Two Indian leopards are playing in a landscape, by the opening of a cave. As one stands on all fours bearing its teeth, the other lies on its back in the foreground in playful submission. This composition is based on Jacques-Laurent Agasse's Two Leopards playing in the Exeter Change Menagerie of 1808 (fig. 1; Christie's, London, 15 July 1988, lot 35). Agasse was an inspiration for many of Huggins' paintings of wild animals. Although of Swiss descent, Agasse first visited England around 1790 at the invitation of the Hon. George Pitt, later Lord Rivers, who became his most important patron. In 1800 Agasse moved to London and in 1803 began working at the menagerie at Exeter Change at the Strand, and continued to paint pictures of the wild animals until 1828 when the menagerie moved. He painted over 70 images of wild animals and his style in this genre influenced many contemporary English artists including James Ward.

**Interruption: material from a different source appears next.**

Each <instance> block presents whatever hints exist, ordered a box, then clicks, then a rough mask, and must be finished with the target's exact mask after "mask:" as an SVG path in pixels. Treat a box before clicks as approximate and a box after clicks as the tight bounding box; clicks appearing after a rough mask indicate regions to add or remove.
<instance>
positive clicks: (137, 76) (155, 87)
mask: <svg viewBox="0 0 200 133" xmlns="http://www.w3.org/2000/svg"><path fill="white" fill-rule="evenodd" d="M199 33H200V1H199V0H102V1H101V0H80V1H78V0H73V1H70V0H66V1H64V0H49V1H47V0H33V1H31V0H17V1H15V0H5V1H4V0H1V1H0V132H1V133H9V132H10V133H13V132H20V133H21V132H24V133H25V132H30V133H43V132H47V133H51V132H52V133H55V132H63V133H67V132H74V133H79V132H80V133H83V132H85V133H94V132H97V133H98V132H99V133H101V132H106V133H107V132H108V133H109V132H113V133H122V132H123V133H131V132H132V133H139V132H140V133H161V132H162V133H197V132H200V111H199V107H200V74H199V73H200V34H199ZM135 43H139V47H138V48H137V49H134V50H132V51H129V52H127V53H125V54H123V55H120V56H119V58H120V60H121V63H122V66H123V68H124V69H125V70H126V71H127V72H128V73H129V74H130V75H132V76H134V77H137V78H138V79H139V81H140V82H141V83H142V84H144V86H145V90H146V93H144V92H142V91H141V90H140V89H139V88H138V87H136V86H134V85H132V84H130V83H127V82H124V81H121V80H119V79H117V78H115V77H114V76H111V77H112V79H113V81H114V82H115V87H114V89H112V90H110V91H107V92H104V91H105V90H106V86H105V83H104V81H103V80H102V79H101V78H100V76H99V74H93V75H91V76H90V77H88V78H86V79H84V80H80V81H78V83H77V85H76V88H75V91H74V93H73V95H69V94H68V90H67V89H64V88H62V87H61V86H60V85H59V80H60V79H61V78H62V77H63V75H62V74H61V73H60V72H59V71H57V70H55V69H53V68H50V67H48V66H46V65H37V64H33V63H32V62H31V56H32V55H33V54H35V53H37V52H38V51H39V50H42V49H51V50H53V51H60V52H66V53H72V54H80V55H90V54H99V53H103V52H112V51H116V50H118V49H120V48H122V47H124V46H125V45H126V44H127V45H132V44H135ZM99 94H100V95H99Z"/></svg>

In his article on Liverpool-born animal painters (Art Journal, 1904, pp. 219-21), E. Rimbault Dibdin praised Huggins as a master of his particular craft: 'Both as an executant in paint, and as a consummate expert in knowledge of animal form and character, Huggins was qualified to out-distance both Landseer and Ansdell'. Dibdin goes on to qualify Huggins's relative obscurity, arguing an 'odd temperament [that] kept him from taking the easy high road to success'.
Born in Liverpool, Huggins later studied art at the Mechanics Institute. At the age of fifteen, he won a prize for a painting entitled Adam's vision of the death of Abel. His first exhibit at the Royal Academy in 1842 was Androcles and the lion and his fame rests on his success as an animal painter, although he continued to paint religious and literary subjects. Huggins was devoted to animals and animal life and spent much time in study at the Zoological Gardens in Liverpool, and for a while, followed Wombwell's Menagerie from town to town. In 1847 Huggins was made an Associate of the Liverpool Academy and a full member in 1850. He later exhibited with the Secessionists at the Institute of Fine Art after 1857, as well as in London at the Riyak Academy, in Manchester, Dublin, Edinburgh and Glasgow. He was also a technical innovator, for which at the time he was much criticized but which now is evidence that he was ahead of his time. Instead of working in the conventional manner, from dark background to light, he glazed a smooth white millboard with rich transparent pigments through which the white background showed luminously.